Hrabowski offers goals for higher education

University of Maryland, Baltimore County President Freeman Hrabowski spoke about the importance of research and collaboration to higher education.
University of Maryland, Baltimore County President Freeman Hrabowski spoke about the importance of research and collaboration to higher education.

The event, held in Filene Auditorium, marked the latest presentation in the Leading Voices in Higher Education strategic planning lecture series.

Part of reaching these goals of improving higher education include emphasizing laboratory work among undergraduates, according to Hrabowski, who received his master's degree in mathematics and a PhD in higher education and statistics from the University of Illinois at Urbana-Champaign at the age of 24.

"We're working with the American public to recognize the importance of science," Hrabowski said. "It takes researchers to build researchers."

Hrabowski also spoke to the significance non-science disciplines, saying that UMBC recently invested $170 million to build an arts and humanities building.

Colleges and universities play the role of teaching students the "right habits of mind" and should therefore constantly remind themselves of their responsibility to educate and ask difficult questions about potential for the future, Hrabowski said.

Interim College President Carol Folt introduced Hrabowski to a half-filled auditorium, noting that the UMBC leader was among the first names on the list of potential candidates for Leading Voices speakers.
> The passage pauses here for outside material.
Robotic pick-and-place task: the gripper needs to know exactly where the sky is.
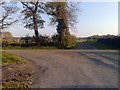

Folt said she and Hrabowski share similar goals for their institutions.

Assistant Dean of Undergraduate Students Paul Buckley said he appreciated Hrabowski's lecture because it challenged universities to improve themselves.

The Leading Voices in Higher Education series starts a "hard conversation" with members of the College community and promotes the idea that higher education can and should be improved, attendee Shan Williams '12 said.

"President Hrabowski was great today because his tone made it feel like more of a casual conversation," Williams said.

During his 20 years at UMBC, Hrabowski has worked with and advocates for a number of programs that emphasize the role of higher education institutions in the community.

In one of these programs, university students spent time with 500 children between the ages of eight and 15 who are from underprivileged families.

He has also authored books on parenting and African-Americans in the sciences and was named by President Barack Obama as the chair of the President's Advisory Commission on Educational Excellence for African-Americans.

Hrabowski was jailed at the age of 12 in his hometown of Birmingham, Ala., for participating in the Children's Crusade, a march of hundreds of high school students in May 1963, he said.

Hrabowski, named one of Time Magazine's 100 Most Influential People in the World in 2012, and he seeks to foster an environment where intelligence is celebrated.

"Being a geek definitely isn't a problem there," Gevorg Grigoryan, who graduated from UMBC in 1997 and subsequently earned a PhD in biology at the Massachusetts Institute of Technology, said.

Hrabowski concluded his lecture with a quote from Aristotle that he said speaks to the intangible notions that have guided his own life and that he hopes becomes ingrained in the minds of all students at institutions of higher education in America.

"Excellence is never an accident," he said. "Choice, not chance, determines your destiny."

Hrabowski's lecture was titled "Innovation, Inclusive Leadership and Excellence: The Future of Higher Education in America."